Polícia do Brasil descobre plano de fação para atentados terroristas e rapto de autoridades

Plano foi descoberto através da interceção de algumas conversas de telemóvel entre chefes.

A Polícia Federal brasileira (PF) anunciou ter descoberto e desarticulado um plano da fação criminosa PCC, Primeiro Comando da Capital, que se originou em São Paulo mas se espalhou por todo o Brasil e diversos outros países, para desencadear atentados à bomba contra órgãos públicos e para raptar autoridades. O plano era criar um clima de pânico generalizado ainda durante a campanha para as presidenciais do próximo dia 28 de outubro, e forçar a justiça e o governo central a libertar os chefes da fação e a dar regalias aos que continuassem presos.

O plano foi descoberto através da interceção de algumas conversas de telemóvel entre chefes de fação presos, e ainda de fragmentos de bilhetes enviados por criminosos a outros líderes da organização. Agentes dos serviços prisionais e da polícia instalaram redes nos esgotos de várias prisões e conseguiram intercetar e reconstruir mensagens que os criminosos, depois de lerem, tinham rasgado e atirado para a sanita.

De acordo com a Polícia Federal, que diz ter conseguido as informações através de um intenso trabalho dos setores de inteligência da corporação e do Depen, Departamento Penitenciário Nacional, responsável pelas prisões controladas pelo governo central e que são as mais temidas pelos criminosos pelo rigor das regras, o plano começou a ser traçado em junho de 2017. Nessa altura, um dos chefes do PCC, Abel Pacheco, conhecido como "Vida Louca", esteve preso na Penitenciária de Alta Segurança de Mossoró, no estado do Rio Grande do Norte, onde também estava o famoso narcotraficante Fernandinho Beira-Mar, da fação do Rio de Janeiro Comando Vermelho, que durante anos viveu na Colômbia sob a proteção das Farc, Forças Armadas Revolucionárias da Colômbia.

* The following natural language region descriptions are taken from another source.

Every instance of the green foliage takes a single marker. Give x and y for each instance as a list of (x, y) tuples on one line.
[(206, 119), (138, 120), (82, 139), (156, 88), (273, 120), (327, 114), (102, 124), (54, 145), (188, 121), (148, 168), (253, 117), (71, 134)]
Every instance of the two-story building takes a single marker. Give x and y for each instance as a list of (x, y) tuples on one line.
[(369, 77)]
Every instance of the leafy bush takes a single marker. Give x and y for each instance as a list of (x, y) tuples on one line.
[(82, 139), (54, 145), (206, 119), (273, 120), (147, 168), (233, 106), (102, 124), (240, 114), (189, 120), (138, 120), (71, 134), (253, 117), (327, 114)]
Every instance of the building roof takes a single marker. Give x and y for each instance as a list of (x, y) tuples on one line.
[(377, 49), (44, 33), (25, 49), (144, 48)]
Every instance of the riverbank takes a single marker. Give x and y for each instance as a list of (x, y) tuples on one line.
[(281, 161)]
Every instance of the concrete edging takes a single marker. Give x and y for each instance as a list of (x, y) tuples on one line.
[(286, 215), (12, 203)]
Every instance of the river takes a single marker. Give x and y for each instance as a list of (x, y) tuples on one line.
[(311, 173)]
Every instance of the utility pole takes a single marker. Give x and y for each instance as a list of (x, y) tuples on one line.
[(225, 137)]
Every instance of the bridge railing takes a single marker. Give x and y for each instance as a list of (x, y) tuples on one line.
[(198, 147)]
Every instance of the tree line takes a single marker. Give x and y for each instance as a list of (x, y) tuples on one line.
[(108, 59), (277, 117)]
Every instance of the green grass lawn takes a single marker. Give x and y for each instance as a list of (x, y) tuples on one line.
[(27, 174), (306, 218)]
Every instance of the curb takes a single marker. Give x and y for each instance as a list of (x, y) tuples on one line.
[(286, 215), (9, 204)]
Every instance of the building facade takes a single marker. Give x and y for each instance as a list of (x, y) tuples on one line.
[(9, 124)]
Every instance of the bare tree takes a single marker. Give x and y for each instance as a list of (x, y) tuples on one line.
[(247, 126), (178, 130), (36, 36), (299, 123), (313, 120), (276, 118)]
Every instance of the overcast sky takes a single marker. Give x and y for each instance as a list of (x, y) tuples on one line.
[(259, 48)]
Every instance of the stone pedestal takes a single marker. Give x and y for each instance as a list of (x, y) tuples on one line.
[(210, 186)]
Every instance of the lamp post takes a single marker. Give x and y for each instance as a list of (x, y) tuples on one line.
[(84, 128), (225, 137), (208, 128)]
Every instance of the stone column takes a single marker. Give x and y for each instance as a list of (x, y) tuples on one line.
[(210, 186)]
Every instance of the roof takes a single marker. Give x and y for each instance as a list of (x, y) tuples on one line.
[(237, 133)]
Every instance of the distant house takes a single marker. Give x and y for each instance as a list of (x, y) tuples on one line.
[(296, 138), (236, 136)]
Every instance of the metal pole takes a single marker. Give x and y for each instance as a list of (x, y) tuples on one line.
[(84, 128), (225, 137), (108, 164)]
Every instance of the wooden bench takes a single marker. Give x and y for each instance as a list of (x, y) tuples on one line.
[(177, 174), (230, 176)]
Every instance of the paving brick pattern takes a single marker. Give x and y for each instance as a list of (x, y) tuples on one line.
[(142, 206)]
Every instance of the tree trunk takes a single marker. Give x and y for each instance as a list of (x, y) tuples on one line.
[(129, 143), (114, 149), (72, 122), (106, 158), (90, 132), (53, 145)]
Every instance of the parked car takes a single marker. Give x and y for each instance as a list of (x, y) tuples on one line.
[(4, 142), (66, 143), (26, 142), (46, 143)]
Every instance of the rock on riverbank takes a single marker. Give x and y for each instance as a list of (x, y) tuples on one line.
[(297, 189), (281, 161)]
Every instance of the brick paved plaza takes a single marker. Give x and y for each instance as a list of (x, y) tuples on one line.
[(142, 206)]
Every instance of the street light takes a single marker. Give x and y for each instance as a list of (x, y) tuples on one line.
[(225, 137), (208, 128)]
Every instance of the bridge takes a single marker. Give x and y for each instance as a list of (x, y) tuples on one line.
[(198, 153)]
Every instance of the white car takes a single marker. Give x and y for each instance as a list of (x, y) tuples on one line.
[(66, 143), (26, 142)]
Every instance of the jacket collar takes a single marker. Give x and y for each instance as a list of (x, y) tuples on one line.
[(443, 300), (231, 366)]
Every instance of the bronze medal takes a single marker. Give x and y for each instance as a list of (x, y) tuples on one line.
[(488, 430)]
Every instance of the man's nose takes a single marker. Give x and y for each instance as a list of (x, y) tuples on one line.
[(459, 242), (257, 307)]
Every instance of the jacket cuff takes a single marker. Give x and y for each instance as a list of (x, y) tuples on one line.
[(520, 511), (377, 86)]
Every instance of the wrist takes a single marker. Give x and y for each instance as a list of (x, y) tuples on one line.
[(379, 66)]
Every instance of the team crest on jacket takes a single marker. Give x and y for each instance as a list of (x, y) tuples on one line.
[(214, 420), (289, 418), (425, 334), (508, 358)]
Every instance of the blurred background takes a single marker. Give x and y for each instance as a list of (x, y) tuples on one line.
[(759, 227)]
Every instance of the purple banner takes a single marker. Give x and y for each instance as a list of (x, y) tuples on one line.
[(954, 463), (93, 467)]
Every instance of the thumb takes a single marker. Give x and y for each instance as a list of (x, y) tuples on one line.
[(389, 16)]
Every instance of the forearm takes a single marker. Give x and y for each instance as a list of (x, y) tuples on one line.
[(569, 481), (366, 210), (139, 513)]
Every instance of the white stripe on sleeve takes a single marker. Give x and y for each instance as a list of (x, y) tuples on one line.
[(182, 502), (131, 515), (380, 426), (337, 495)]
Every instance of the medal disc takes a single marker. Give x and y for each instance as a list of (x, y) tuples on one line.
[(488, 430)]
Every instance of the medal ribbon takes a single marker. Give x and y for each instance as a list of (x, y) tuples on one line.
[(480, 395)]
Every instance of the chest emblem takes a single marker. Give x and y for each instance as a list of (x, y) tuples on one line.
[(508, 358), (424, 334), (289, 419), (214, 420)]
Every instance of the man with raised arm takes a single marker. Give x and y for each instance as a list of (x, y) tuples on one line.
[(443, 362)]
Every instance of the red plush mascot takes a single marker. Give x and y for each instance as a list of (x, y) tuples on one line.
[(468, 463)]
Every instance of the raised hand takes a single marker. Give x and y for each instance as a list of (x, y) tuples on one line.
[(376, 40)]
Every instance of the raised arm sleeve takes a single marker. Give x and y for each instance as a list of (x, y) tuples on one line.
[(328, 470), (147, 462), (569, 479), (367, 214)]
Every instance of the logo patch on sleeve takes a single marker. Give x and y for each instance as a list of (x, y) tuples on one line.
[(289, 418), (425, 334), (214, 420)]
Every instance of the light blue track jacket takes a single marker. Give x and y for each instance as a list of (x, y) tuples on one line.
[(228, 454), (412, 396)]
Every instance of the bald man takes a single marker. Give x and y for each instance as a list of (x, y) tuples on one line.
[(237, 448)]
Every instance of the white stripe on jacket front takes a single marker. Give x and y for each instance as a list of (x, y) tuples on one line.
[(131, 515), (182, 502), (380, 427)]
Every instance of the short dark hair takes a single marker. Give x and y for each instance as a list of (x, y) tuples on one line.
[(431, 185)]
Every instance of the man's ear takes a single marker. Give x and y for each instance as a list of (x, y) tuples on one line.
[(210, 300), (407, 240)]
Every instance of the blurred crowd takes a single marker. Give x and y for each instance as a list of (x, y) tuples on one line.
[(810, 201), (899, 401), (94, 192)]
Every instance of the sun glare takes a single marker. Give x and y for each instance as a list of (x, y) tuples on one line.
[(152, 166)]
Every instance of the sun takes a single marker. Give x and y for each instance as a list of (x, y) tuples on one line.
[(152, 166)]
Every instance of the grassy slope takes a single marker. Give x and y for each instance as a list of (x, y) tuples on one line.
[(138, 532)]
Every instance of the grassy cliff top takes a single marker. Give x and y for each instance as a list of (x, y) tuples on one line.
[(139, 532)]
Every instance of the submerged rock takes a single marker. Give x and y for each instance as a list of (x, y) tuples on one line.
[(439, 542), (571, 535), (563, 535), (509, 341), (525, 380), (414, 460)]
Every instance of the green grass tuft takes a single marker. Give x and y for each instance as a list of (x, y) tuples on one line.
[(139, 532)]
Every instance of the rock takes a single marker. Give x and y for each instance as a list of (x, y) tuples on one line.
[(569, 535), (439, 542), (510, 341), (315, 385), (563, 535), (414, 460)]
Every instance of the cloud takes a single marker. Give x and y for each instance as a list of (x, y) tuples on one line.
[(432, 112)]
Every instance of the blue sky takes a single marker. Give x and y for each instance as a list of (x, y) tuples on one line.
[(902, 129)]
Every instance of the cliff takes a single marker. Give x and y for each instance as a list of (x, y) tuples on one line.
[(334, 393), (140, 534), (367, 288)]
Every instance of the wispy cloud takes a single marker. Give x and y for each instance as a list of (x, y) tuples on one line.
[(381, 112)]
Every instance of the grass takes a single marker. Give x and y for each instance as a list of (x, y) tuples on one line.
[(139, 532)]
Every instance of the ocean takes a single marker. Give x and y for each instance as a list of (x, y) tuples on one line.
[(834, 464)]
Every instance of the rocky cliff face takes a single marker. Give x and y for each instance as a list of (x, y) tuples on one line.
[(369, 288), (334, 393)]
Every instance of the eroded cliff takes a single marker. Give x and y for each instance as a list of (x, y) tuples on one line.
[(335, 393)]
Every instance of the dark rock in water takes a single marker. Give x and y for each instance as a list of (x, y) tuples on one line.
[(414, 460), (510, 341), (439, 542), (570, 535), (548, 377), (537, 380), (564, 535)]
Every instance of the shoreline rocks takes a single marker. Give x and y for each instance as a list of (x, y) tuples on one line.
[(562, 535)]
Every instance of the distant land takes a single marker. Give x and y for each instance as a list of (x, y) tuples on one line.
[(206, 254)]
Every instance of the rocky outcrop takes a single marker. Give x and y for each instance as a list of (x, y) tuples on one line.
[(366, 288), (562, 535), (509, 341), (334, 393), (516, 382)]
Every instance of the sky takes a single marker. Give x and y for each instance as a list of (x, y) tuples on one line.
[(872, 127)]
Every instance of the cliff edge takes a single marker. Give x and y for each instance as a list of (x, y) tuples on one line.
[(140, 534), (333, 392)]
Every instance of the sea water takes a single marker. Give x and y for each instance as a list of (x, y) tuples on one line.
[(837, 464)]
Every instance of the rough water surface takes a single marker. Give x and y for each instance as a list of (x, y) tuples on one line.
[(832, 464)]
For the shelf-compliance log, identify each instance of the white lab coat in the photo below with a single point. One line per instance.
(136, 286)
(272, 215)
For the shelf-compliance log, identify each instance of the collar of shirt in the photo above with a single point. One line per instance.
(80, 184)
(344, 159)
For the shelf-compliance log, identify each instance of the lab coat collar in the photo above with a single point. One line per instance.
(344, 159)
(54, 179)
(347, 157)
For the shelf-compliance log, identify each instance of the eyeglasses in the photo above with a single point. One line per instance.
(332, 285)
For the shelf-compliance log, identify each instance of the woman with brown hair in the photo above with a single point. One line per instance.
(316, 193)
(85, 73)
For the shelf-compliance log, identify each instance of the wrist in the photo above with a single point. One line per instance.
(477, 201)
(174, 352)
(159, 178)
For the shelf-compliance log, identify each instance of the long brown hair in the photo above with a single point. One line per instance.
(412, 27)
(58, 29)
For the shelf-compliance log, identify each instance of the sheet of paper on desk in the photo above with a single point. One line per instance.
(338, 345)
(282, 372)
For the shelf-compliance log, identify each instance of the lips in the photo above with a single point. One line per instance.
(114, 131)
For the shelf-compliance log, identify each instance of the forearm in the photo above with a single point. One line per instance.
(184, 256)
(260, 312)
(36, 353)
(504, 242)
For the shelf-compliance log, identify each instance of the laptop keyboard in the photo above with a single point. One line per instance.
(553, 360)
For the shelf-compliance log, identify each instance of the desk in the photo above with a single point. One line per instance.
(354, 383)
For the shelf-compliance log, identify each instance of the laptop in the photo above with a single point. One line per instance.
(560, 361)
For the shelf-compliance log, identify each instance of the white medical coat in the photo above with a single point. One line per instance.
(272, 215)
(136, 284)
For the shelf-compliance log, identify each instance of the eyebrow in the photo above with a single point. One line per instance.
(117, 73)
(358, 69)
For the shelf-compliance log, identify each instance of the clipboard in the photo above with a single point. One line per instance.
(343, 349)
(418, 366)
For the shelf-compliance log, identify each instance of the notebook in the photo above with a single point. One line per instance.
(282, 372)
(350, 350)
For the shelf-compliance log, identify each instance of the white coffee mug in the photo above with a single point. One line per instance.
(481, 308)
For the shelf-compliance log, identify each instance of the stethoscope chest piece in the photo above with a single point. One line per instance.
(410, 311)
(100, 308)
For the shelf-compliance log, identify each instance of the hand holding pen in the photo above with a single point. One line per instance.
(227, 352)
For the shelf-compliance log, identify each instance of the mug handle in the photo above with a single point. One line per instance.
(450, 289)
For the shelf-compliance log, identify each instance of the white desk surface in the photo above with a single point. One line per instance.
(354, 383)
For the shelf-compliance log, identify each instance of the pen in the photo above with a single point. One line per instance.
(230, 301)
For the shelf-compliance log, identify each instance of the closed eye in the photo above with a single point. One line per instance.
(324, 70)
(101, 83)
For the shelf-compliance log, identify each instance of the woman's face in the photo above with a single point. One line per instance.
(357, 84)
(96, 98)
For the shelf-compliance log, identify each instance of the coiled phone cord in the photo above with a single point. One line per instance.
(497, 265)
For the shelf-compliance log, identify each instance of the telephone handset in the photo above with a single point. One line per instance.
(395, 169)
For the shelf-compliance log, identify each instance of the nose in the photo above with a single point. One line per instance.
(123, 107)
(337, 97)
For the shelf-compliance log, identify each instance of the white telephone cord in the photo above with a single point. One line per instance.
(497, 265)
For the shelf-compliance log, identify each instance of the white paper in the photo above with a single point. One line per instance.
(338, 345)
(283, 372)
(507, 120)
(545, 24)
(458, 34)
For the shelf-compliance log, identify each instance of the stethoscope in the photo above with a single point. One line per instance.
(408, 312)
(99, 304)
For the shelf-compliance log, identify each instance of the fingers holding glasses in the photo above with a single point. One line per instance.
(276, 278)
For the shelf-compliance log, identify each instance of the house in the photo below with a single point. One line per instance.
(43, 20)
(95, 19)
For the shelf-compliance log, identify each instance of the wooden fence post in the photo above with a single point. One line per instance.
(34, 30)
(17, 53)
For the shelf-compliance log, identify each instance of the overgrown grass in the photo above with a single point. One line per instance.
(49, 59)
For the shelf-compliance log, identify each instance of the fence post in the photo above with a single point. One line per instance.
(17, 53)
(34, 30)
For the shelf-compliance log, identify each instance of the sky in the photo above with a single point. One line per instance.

Foi Beira-Mar quem relatou a "Vida Louca" que as Farc conseguiam obter privilégios e a libertação de presos através de atentados e rapto de autoridades, e o criminoso de São Paulo adotou a ideia. Ao ser transferido tempos depois para uma outra penitenciária federal, a de Porto Velho, no estado de Rondónia, norte do Brasil, Pacheco começou a estruturar o plano e a dividi-lo com outros dois altos líderes da fação.

O primeiro alvo dos criminosos, segundo o plano detalhado pela PF, seria explodir um carro-bomba repleto de dinamite no estacionamento da sede do Depen, em Brasília, e exigir em seguida, entre outras reivindicações e sob a ameaça de novos ataques, o regresso da autorização para os presos das cadeias de alta segurança voltarem a receber as mulheres e as namoradas para visitas íntimas, e para que as conversas deles com os advogados deixassem de ser gravadas. Se as autoridades não cedessem, seriam explodidos outros edifícios públicos, entre os quais tribunais federais e prédios do governo, e torres de energia que abastecem grandes áreas industriais e cidades importantes.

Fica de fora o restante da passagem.